Instead of talking about unconscious bias or implicit bias – we’re now being asked to be consciously inclusive – huh? Is this my boss’ way of telling me that I forgot to invite someone to a meeting? Employee engagement surveys now measure “sense of belonging” -really, you can measure that? I won’t go into a discussion about data analytics, just that “belonging” is the new buzzword for inclusion. I believe, like Mr. Carlin, that sometimes when we try to make things “sound better” – we don’t actually talk about the real issues. We end up talking around them.

Even in today’s environment, the cornerstone biases are still standing

For example: Ever try to have a conversation about those red flag diversity issues and all anyone wants to talk about is diversity of thought because there can’t possibly be racial discrimination in your own workplace? Seriously – get over it. The “isms” (ageism, ableism, racism, sexism) are important and here’s why they’re easy. They exist. It’s an “either/or” option. It either is there or it’s not. You either have more Whites in your workplace or you have more African Americans or Hispanics, Asians, etc. Diversity is your demographics – the ones you can see and the ones just under the surface, that you know exist but you just don’t talk about.

So, look at what’s there? Just because you have more of one demographic than another doesn’t mean that you’re doing something wrong. What’s the demographics of the town, city or state you live in? How big is the company you work for? I know you all hate it when HR folks say “it depends” but it does. I don’t answer employee relations questions in a vacuum – meaning you’re not going to run hypotheticals by me and get actionable next steps. You need to provide names and specific incidents. Individuals are just that, individuals, and I won’t recommend corrective action based on a generalized statement – we must take into consideration the individuals involved and their particular circumstances and any mitigating factors. So, too – you can’t improve on your employees’ sense of belonging if you’re unwilling to really get to know the individuals who make up your team. And to do that, you have to be willing and able to look at the current representation.

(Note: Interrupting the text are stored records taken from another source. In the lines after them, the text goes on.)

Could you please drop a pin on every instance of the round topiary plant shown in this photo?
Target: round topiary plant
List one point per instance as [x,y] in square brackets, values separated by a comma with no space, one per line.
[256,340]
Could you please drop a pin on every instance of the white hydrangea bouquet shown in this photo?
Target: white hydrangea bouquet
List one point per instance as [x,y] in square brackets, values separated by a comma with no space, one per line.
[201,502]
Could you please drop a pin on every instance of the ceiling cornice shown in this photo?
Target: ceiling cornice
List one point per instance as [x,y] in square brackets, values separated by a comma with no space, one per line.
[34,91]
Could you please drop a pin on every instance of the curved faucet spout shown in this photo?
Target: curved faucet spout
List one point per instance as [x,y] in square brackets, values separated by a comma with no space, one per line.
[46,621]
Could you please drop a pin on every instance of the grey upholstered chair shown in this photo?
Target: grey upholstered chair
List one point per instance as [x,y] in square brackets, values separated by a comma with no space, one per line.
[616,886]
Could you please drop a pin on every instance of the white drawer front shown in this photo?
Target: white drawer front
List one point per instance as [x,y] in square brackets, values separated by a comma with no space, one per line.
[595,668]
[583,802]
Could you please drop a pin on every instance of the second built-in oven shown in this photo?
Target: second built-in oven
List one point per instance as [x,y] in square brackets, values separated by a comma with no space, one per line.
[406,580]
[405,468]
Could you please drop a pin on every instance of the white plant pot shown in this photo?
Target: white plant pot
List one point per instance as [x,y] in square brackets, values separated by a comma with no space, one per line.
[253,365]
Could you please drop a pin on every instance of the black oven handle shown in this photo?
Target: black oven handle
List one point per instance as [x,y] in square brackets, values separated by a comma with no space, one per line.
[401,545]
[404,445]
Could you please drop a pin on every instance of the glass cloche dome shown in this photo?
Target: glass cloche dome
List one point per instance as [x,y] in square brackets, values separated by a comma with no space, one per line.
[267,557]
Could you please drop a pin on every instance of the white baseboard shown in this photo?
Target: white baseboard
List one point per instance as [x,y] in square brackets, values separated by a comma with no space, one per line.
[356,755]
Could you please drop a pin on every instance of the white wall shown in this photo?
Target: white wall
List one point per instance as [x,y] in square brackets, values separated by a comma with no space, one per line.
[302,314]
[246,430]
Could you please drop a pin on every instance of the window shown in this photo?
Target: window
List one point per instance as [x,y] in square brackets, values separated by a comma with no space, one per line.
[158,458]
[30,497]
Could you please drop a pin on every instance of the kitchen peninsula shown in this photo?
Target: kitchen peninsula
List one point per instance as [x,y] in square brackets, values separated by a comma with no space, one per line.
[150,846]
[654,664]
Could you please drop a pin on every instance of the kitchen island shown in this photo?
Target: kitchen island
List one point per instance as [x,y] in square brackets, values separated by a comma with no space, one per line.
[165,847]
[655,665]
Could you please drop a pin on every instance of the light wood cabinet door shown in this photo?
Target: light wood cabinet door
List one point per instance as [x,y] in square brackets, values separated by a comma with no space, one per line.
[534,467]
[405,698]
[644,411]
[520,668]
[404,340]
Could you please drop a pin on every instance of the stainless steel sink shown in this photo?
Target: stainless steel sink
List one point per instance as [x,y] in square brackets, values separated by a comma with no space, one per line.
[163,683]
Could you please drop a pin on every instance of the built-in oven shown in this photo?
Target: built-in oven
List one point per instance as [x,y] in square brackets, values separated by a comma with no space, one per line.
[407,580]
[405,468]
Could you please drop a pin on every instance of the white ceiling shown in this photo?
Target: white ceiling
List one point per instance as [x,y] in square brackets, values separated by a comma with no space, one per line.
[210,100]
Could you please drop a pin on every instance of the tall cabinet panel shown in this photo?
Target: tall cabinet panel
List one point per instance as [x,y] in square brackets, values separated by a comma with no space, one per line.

Diversity is your snapshot – it’s your company’s photo album

And you’ve got to do the same thing with diversity. You’ve got to first take a look at what’s there. Accept it as your snapshot and figure out if this is the snapshot you would expect as a customer – and if not, why? Who’s missing? Also, please remember that your employees are your customers (remember that engagement survey, please).

So, how do you do that? Well . . . here it comes again, “it depends”.

  1. How do you retain your records? Do you already have some form of BI visual dashboard or are you looking at information you can pivot in Excel tables?
  2. What are you concerned about – what’s missing in the photo or what’s the rumblings you’ve heard? Are you looking at gender pay parity? Or are you wondering about retention of a certain demographic or within a specific range of tenure?
  3. You may actually have to look at your snapshot from different angles to figure out if the concern you have is related to something that’s process driven or something that’s more about developing your individual leaders.
  4. Or is your photo blurred because you’re managing during a crisis and you’ve had to do things differently during a specific time-frame?
  5. Trends and historical data help. However, defining how you want your snapshot to look, setting a quantifiable future goal, is how you begin the process to improve.

Figuring out why and how to change your snapshot will take time, thoughtfulness and a “top-down, all-in” approach. But that’s another story. Your company diversity is easy because it’s already there – it exists. The question becomes – is the snapshot, the best representation of your company?